L’incident a pu être détecté et circonscrit. Il trouve son origine dans la compromission de l’appareil d’un employé par le biais d’une extension malveillante pour Visual Studio Code, un éditeur de texte extrêmement populaire chez les programmeurs. Pour l’heure, GitHub n’a pas révélé le nom de l’extension compromise. La plateforme n’a pas non plus répondu dans l’immédiat aux demandes de commentaires de la presse spécialisée sur d’éventuelles communications avec les pirates ou de potentielles demandes de rançon.
Le groupe de pirates TeamPCP aurait revendiqué cette intrusion et revendrait actuellement les données dérobées sur un forum cybercriminel. Ce dernier n’en est d’ailleurs pas à son coup d’essai. Il s’était déjà fait connaître avec une importante violation de données à la commission européenne. Cela avait entraîné le vol de plus de 90 gigaoctets d’informations depuis son stockage cloud, suite à une intrusion dans Trivy, un outil d’analyse de vulnérabilités.

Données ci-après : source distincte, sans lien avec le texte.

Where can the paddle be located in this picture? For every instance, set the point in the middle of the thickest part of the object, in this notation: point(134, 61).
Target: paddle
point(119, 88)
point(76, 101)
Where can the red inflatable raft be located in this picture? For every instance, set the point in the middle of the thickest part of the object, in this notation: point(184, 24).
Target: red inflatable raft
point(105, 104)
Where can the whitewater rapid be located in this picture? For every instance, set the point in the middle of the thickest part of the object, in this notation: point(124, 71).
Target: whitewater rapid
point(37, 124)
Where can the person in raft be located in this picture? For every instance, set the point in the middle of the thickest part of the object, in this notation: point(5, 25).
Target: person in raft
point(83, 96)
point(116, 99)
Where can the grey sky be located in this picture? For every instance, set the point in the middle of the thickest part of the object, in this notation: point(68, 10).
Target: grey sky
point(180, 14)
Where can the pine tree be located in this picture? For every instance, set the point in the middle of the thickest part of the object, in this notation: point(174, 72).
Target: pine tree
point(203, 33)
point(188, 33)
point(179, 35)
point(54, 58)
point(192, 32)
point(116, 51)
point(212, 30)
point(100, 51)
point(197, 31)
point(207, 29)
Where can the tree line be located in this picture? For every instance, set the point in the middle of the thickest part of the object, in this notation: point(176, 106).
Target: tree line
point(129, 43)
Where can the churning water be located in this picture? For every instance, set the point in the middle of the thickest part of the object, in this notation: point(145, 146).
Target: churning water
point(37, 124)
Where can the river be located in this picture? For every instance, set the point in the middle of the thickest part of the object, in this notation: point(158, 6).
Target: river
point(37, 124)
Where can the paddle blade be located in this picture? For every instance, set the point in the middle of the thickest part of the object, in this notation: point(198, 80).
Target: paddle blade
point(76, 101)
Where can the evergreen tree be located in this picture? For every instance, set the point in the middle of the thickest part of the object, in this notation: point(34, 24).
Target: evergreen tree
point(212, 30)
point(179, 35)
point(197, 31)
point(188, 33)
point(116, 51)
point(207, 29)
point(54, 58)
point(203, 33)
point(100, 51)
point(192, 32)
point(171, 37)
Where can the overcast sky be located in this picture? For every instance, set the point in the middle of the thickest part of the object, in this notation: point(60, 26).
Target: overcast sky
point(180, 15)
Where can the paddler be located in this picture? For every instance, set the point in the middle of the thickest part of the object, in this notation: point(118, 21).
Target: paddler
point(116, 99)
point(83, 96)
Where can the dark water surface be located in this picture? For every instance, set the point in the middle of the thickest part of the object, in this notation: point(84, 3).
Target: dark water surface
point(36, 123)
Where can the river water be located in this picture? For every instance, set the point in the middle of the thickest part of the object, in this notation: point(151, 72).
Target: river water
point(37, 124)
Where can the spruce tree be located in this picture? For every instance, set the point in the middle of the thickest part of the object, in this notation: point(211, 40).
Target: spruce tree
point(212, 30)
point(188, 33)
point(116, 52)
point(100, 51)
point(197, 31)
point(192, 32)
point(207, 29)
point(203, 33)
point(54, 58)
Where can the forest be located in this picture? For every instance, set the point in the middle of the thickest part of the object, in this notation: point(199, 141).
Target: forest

Les pirates ciblent désormais les projets open-source populaires, y compris les extensions de codage, afin de compromettre les ordinateurs des développeurs. Ils peuvent alors accéder à un nombre considérable de machines simultanément.
Une attaque distincte mais tout à fait similaire a d’ailleurs visé récemment OpenAI. Dans ce cas précis, les pirates se sont introduits dans Tanstack, une plateforme utilisée par les développeurs web, dans le but de diffuser de fausses mises à jour. Celles-ci contenaient des logiciels malveillants conçus spécifiquement pour dérober les mots de passe et les jetons d’accès des utilisateurs, prouvant une fois de plus que les outils de développement constituent aujourd’hui une cible de choix pour la cybercriminalité.